Il Regolamento (CE) n. 1013/2006 regola, quindi, la circolazione dei rifiuti nell’interno dell’Unione europea, ma è suscettibile di trovare applicazione anche alle attività di importazione e di esportazione dei rifiuti dal territorio comunitario.
La Corte di Giustizia ha delineato con precisione l’ambito di applicazione del regolamento rilevando che “
riguardo al legame fra il regolamento…e la politica commerciale comune, la Commissione afferma che la formulazione dell’art. 1, n. 2, del regolamento in parola dimostra che quest’ultimo non è unicamente diretto a disciplinare le spedizioni di rifiuti nella Comunità a fini puramente ambientali, ma che ricomprende anche le importazioni nella Comunità di rifiuti provenienti da paesi terzi, le esportazioni di rifiuti dalla Comunità verso paesi terzi e il transito di rifiuti attraverso la Comunità con un itinerario da e verso paesi terzi. Essa aggiunge che, poiché i rifiuti sono «merci» ai fini della libera circolazione delle merci nella Comunità, non vi è dubbio che l’importazione, l’esportazione e il transito di tali merci, disciplinati in particolare ai titoli IV‑VI del regolamento di cui trattasi, attengono alla politica commerciale comune.[viii]
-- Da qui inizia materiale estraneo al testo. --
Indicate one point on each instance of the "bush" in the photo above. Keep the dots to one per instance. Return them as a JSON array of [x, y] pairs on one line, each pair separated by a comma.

L’ampia estensione della portata applicativa del regolamento in oggetto è, evidentemente, adeguato all’obiettivo sostanziale e preponderante dell’atto comunitario ossia la tutela dell’ambiente.
“Si dovrebbero intraprendere i passi necessari per garantire che …i rifiuti spediti all’interno della Comunità e quelli importati nella Comunità siano gestiti, per tutta la durata della spedizione, compreso il recupero e lo smaltimento nel paese di destinazione, senza pericolo per la salute dell’uomo e senza usare procedimenti o metodi che potrebbero recare pregiudizio all’ambiente…”.
[ix] E’ opportuno tenere presente che si tratta di un obiettivo e di uno scopo che necessita di un’apposita ed estesa regolamentazione atteso che si tratta di un settore che solo marginalmente interessa il commercio internazionale.
[x]
Motivo per cui, il settore della circolazione dei materiali di risulta deve essere disciplinato secondo alcuni criteri che tengano conto della particolarità del settore e delle caratteristiche proprie del contesto comunitario.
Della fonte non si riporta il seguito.